Son avocat, Joël Étienne, a confirmé l’information lundi.

Le docteur Ngola a expliqué qu’il s’était rendu de Campbellton au Québec en mai pour aller chercher sa fille de quatre ans parce que la mère de celle-ci devait partir en Afrique pour assister à des funérailles.

Il a admis qu’à son retour, il ne s’était pas mis en isolement pendant 14 jours, mais il a affirmé que cela était conforme aux pratiques de ses collègues et supérieurs à ce moment-là. Il croit qu’il a peut-être contracté le virus d’un patient ou d’un autre professionnel de la santé au Nouveau-Brunswick.

Lors d’une conférence de presse à la fin du mois de mai, le premier ministre Blaine Higgs avait évoqué un professionnel de la santé «irresponsable», sans nommer spécifiquement le docteur Ngola, et déclaré que le dossier avait été transmis à la Gendarmerie royale du Canada.

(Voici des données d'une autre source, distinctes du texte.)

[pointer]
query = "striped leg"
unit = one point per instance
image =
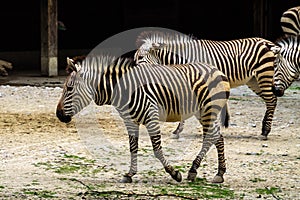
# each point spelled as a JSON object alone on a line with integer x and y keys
{"x": 264, "y": 90}
{"x": 178, "y": 130}
{"x": 210, "y": 138}
{"x": 155, "y": 136}
{"x": 221, "y": 161}
{"x": 133, "y": 133}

L’éclosion de COVID-19 dans la région de Campbellton a touché environ 40 personnes, dont deux qui en sont mortes.

Me Étienne a affirmé que son client n’était pas le «patient zéro» et a sommé le premier ministre de s’excuser. L’avocat a précisé que l’accusation à laquelle il pourrait faire face est une question de réglementation et non une infraction criminelle.